By assigning different group names (model-1-group and model-2-group), the scheduler co-locates each model instance’s shards on one gpu-clique while allowing the two model instances to land on different racks.

Multiple NVL72 Racks in Same Zone#

Extends the previous example by additionally requiring the entire workflow to land in the same availability zone, for example when cross-zone latency would degrade data-parallel communication between model instances.

workflow:
  name: multiple-nvl72-same-zone
  groups:
  - name: group1
    tasks:
    - name: model1-shard1
      resource: model-1
      lead: true
      image: nvcr.io/nvidia/pytorch:24.03-py3
      ...
    - name: model1-shard2
      resource: model-1
      image: nvcr.io/nvidia/pytorch:24.03-py3
      ...
    - name: model1-shard3
      resource: model-1
      image: nvcr.io/nvidia/pytorch:24.03-py3
      ...
    - name: model1-shard4
      resource: model-1
      image: nvcr.io/nvidia/pytorch:24.03-py3
      ...
    - name: model2-shard1
      resource: model-2
      image: nvcr.io/nvidia/pytorch:24.03-py3
      ...
    - name: model2-shard2
      resource: model-2
      image: nvcr.io/nvidia/pytorch:24.03-py3
      ...
    - name: model2-shard3
      resource: model-2
      image: nvcr.io/nvidia/pytorch:24.03-py3
      ...
    - name: model2-shard4
      resource: model-2
      image: nvcr.io/nvidia/pytorch:24.03-py3
      ...
resources:
  model-1:
    gpu: 8
    topology:
    - key: gpu-clique
      group: model-1-group
    - key: zone
      group: workflow-group
  model-2:
    gpu: 8
    topology:
    - key: gpu-clique
      group: model-2-group
    - key: zone
      group: workflow-group
Topology constraint tree for multiple NVL72 racks in same zone use case

The gpu-clique requirements keep each model instance’s shards on the same rack. The shared zone requirement with group: workflow-group ensures both model instances are placed in the same availability zone.

Best-Effort Topology#

An 8-task workflow on a cluster with InfiniBand but without NVLink. Co-locating tasks on the same rack or spine still improves performance, but the workflow should run even if the constraints cannot be met.

workflow:
  name: best-effort-topology
  groups:
  - name: group1
    tasks:
    - name: model1-shard1
      resource: model-1
      lead: true
      image: nvcr.io/nvidia/pytorch:24.03-py3
      ...
    - name: model1-shard2
      resource: model-1
      image: nvcr.io/nvidia/pytorch:24.03-py3
      ...
    - name: model1-shard3
      resource: model-1
      image: nvcr.io/nvidia/pytorch:24.03-py3
      ...
    - name: model1-shard4
      resource: model-1
      image: nvcr.io/nvidia/pytorch:24.03-py3
      ...
    - name: model2-shard1
      resource: model-2
      image: nvcr.io/nvidia/pytorch:24.03-py3
      ...
    - name: model2-shard2
      resource: model-2
      image: nvcr.io/nvidia/pytorch:24.03-py3
      ...
    - name: model2-shard3
      resource: model-2
      image: nvcr.io/nvidia/pytorch:24.03-py3
      ...
    - name: model2-shard4
      resource: model-2
      image: nvcr.io/nvidia/pytorch:24.03-py3
      ...
resources:
  model-1:
    gpu: 8
    topology:
    - key: rack
      group: model-1-group
      requirementType: preferred
    - key: spine
      group: workflow-group
      requirementType: preferred
  model-2:
    gpu: 8
    topology:
    - key: rack
      group: model-2-group
      requirementType: preferred
    - key: spine
      group: workflow-group
      requirementType: preferred
Topology constraint tree for best-effort topology use case

Using requirementType: preferred tells the scheduler to attempt co-location but not block scheduling if the constraints cannot be satisfied.

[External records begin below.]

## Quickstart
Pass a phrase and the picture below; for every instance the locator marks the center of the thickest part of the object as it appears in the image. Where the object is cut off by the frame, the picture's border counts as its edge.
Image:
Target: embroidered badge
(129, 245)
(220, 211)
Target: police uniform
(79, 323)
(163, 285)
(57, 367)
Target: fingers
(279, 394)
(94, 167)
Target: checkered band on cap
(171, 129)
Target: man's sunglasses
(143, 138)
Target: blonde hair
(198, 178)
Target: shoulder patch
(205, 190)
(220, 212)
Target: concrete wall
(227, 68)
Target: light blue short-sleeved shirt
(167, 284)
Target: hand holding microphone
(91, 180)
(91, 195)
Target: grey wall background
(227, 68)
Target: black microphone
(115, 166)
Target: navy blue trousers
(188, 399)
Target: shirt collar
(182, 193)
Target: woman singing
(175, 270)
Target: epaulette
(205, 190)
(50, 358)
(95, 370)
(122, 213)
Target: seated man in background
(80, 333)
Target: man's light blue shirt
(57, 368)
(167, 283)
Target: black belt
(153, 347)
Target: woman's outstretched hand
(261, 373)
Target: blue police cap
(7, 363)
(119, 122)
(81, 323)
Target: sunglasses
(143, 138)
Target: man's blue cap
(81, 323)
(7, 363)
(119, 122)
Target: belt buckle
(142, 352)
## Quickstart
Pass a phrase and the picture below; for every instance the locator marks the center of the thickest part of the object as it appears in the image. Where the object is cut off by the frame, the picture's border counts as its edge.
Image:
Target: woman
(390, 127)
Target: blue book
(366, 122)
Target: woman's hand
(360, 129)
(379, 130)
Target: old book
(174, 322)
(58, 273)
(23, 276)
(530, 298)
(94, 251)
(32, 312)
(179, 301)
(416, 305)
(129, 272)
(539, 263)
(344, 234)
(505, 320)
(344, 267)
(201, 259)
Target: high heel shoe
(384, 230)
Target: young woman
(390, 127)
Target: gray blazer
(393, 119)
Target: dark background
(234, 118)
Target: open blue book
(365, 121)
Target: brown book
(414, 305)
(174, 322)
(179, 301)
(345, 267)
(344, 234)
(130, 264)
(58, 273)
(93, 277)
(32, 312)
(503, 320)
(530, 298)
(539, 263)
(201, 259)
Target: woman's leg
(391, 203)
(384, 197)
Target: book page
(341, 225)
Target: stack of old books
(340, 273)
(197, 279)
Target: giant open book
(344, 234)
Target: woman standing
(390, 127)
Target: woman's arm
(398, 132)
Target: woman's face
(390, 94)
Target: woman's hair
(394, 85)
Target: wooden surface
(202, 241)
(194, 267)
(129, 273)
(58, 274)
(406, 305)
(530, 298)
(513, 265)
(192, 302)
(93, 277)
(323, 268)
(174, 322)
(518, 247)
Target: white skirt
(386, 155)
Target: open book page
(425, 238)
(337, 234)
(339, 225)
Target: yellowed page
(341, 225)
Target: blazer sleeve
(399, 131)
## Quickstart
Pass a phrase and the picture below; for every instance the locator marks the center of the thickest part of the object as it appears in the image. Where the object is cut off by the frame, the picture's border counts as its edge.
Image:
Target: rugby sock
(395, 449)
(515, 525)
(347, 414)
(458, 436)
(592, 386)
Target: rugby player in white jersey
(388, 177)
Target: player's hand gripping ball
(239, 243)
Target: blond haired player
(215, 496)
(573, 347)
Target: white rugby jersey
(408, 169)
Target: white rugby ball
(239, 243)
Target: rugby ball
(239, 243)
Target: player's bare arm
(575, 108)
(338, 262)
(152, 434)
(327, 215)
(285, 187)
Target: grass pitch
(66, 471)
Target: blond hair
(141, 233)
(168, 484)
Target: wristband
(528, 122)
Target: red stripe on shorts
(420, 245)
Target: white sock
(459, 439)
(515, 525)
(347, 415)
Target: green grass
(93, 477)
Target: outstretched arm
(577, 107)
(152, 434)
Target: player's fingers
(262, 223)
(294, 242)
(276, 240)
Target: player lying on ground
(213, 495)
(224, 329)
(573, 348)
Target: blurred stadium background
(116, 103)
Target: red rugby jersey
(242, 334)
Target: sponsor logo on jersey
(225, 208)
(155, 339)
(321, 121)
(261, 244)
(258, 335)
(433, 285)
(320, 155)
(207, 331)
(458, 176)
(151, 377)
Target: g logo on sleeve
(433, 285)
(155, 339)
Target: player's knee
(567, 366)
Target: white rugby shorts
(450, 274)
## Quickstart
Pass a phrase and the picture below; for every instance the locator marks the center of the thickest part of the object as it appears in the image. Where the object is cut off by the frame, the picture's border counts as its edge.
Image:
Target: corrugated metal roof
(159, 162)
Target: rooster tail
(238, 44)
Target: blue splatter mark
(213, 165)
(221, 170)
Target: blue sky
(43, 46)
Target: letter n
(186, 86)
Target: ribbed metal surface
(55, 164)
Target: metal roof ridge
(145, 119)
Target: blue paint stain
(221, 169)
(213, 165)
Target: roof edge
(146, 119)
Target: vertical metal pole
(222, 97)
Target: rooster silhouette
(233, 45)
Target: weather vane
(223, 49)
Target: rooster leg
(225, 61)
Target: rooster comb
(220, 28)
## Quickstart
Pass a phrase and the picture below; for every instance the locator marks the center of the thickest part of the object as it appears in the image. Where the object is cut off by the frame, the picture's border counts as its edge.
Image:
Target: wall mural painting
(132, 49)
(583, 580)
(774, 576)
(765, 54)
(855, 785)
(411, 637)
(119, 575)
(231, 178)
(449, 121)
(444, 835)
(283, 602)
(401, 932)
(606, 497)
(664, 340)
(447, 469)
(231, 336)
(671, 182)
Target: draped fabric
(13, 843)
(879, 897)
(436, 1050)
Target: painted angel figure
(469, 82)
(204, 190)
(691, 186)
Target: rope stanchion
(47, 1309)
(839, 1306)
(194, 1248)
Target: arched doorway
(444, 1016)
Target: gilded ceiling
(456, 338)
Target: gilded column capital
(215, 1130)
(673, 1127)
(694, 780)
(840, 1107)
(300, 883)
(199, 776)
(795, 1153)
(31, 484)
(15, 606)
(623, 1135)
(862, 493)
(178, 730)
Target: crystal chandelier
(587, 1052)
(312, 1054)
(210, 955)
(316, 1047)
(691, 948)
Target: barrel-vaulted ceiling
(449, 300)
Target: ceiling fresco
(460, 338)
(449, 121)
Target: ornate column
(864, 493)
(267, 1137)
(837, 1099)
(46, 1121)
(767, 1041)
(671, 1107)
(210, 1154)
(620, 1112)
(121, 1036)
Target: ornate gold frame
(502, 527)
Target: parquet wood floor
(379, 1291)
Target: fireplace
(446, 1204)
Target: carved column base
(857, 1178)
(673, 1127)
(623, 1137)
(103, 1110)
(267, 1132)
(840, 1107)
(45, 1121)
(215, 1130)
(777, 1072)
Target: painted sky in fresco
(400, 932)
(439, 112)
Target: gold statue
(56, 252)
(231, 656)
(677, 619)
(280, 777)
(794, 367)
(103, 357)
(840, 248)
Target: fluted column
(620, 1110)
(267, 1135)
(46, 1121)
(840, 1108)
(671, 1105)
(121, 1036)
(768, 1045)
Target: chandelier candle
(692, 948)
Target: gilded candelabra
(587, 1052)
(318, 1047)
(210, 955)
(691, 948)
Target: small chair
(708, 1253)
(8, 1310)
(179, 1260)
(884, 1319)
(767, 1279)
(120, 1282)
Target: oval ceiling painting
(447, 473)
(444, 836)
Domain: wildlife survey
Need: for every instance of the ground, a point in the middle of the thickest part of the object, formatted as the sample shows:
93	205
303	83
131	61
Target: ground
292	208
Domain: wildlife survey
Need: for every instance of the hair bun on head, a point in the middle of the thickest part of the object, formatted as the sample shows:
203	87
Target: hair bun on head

Reused Group Names Do Not Imply Co-location#

This example demonstrates that sharing a group name at a finer topology level does not guarantee co-location when the tasks belong to different groups at a coarser level.

Four tasks are split across two zones. Within zone-a, both task-1 and task-2 must share the same rack (rack-group-1). Within zone-b, task-3 is placed on a rack also named rack-group-1, while task-4 is placed on rack-group-2.

workflow:
  name: scoped-group-example
  groups:
  - name: group1
    tasks:
    - name: task-1
      resource: rack-a
      lead: true
      image: nvcr.io/nvidia/pytorch:24.03-py3
      ...
    - name: task-2
      resource: rack-a
      image: nvcr.io/nvidia/pytorch:24.03-py3
      ...
    - name: task-3
      resource: rack-b1
      image: nvcr.io/nvidia/pytorch:24.03-py3
      ...
    - name: task-4
      resource: rack-b2
      image: nvcr.io/nvidia/pytorch:24.03-py3
      ...
resources:
  rack-a:
    gpu: 8
    topology:
    - key: zone
      group: zone-a
    - key: rack
      group: rack-group-1
  rack-b1:
    gpu: 8
    topology:
    - key: zone
      group: zone-b
    - key: rack
      group: rack-group-1
  rack-b2:
    gpu: 8
    topology:
    - key: zone
      group: zone-b
    - key: rack
      group: rack-group-2
Topology constraint tree showing that rack-group-1 resolves independently under each zone

Although task-1, task-2, and task-3 all specify group: rack-group-1 for their rack constraint, task-3 will not be placed on the same physical rack as task-1 and task-2. Because their zone groups differ (zone-a vs. zone-b), the two rack-group-1 nodes sit in separate branches of the constraint tree and are resolved independently by the scheduler.

Important

Group names are scoped by their position in the constraint tree. Tasks sharing the same group name at a given key level are only guaranteed to be co-located if they also share all ancestor group memberships at every coarser constraint level above them.